Governor Asiama stated, “By creating innovative investment-linked remittance products, we can mobilise a larger share of these flows toward business expansion, infrastructure development and long-term capital formation.” He made these remarks at a post-Monetary Policy Committee meeting with bank chief executives in Accra. He added that these efforts would deepen financial markets and strengthen economic resilience.
The central bank's proposal also encourages banks to increase support for productive sectors as macroeconomic stability improves. Governor Asiama urged lenders to direct more capital toward manufacturing, agriculture, services, and export-oriented businesses. He emphasised that the long-term sustainability of the financial system relies on the performance of the real economy.
The economy shows resilience despite global uncertainties. The Monetary Policy Committee recently maintained the policy rate at 14 percent, balancing inflation risks and growth. Headline inflation marginally increased to 3.7 percent in May from 3.2 percent in March, but core inflation continues to decline. This suggests underlying price pressures remain contained within acceptable limits.
Economic activity has accelerated, with the Bank of Ghana’s Composite Index of Economic Activity expanding by 12.6 percent in March. This compares to 2.3 percent in the same period last year. Stronger private-sector credit, industrial production, trade, and consumption support this growth. Fiscal conditions have also improved, with a fiscal surplus of 0.1 percent of gross domestic product in the first quarter, exceeding expectations.
The banking sector itself shows signs of strengthening. Total industry assets increased by 26.6 percent year-on-year to GHS 493.9 billion. The Capital Adequacy Ratio rose to 22.3 percent from 17.5 percent a year earlier. The non-performing loan ratio declined to 18.0 percent from 23.6 percent, indicating improved asset quality. However, Governor Asiama cautioned against elevated credit risks and urged stronger underwriting standards.
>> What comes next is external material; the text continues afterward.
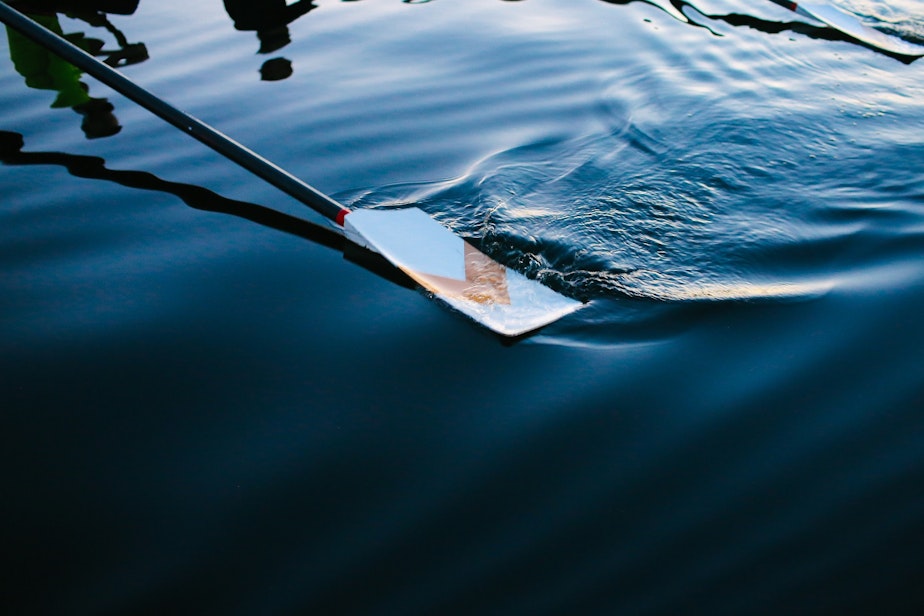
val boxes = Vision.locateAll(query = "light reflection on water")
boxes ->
[2,1,924,614]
The challenge for policymakers and financial institutions is to translate this stability into broader economic prosperity. Mobilising remittance inflows into investment vehicles, coupled with stronger bank financing for productive sectors, offers a solution. This approach provides an additional source of long-term capital needed to support business growth and exports. Governor Asiama concluded, “The challenge before us is not merely to preserve stability but to transform stability into prosperity.”